Overall, these results provide evidence for the efficacy of targeting LILRB2 as a single drug or as an adjunct approach to cancer treatment.

MK-4830 is an IgG4 monoclonal antibody that binds to myeloid-specific LILRB2, whose functions include mitigating myelosuppression, facilitating TAMs reprogramming and increasing T cell function (73).

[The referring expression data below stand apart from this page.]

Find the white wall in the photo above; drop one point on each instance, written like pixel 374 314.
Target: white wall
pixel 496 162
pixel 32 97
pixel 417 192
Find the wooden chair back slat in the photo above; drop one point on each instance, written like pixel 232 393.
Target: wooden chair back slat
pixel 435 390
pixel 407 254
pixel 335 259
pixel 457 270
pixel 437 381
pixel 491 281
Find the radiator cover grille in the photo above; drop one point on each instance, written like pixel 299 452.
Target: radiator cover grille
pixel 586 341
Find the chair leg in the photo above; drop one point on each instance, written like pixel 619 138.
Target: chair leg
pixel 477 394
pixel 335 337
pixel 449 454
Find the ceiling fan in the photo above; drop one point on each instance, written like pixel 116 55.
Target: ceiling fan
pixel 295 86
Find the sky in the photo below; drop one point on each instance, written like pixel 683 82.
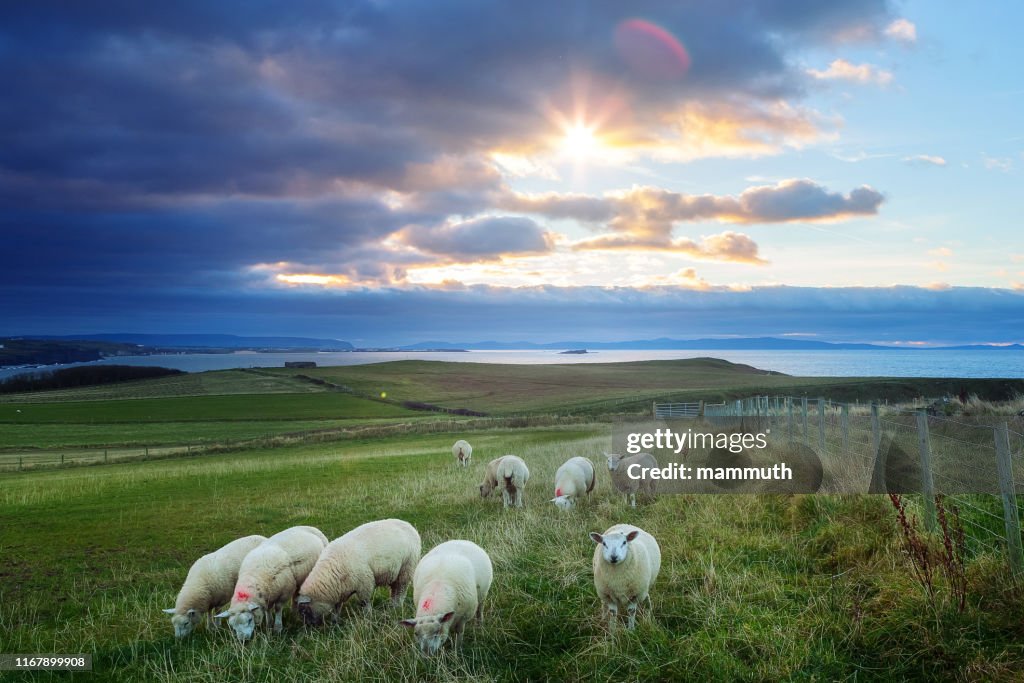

MK-4830 has been evaluated in a clinical trial (NCT03564691) as a monotherapy or in combination with pembrolizumab for the treatment of advanced melanoma, NSCLC, colorectal cancer and renal cell carcinoma. Relevant studies have revealed that MK-4830 demonstrates favorable tolerability, safety and antitumor activities in the treatment of advanced tumors, and its target binding ability is dose-dependent (73–75). Of 84 patients, 50 received MK4830 monotherapy, 34 received MK4830 combined with pembrolizumab, preliminary efficacy data show 11 objective responses. Among these, one of the patients received MK-4830 monotherapy and 5 patients did not respond to anti-PD-L1 therapy but improved with the combination of MK-4830. In addition, some patients experienced fatigue, nausea, decreased appetite or diarrhea during treatment (73). Patients who received MK-4830 and pembrolizumab simultaneously demonstrated a higher sensitivity to T-cell inflammation than expected compared with the response to pembrolizumab monotherapy (74).

These studies provide evidence for the potential value of MK-4830 as a novel immunotherapy or adjuvant therapeutic agent for tumors.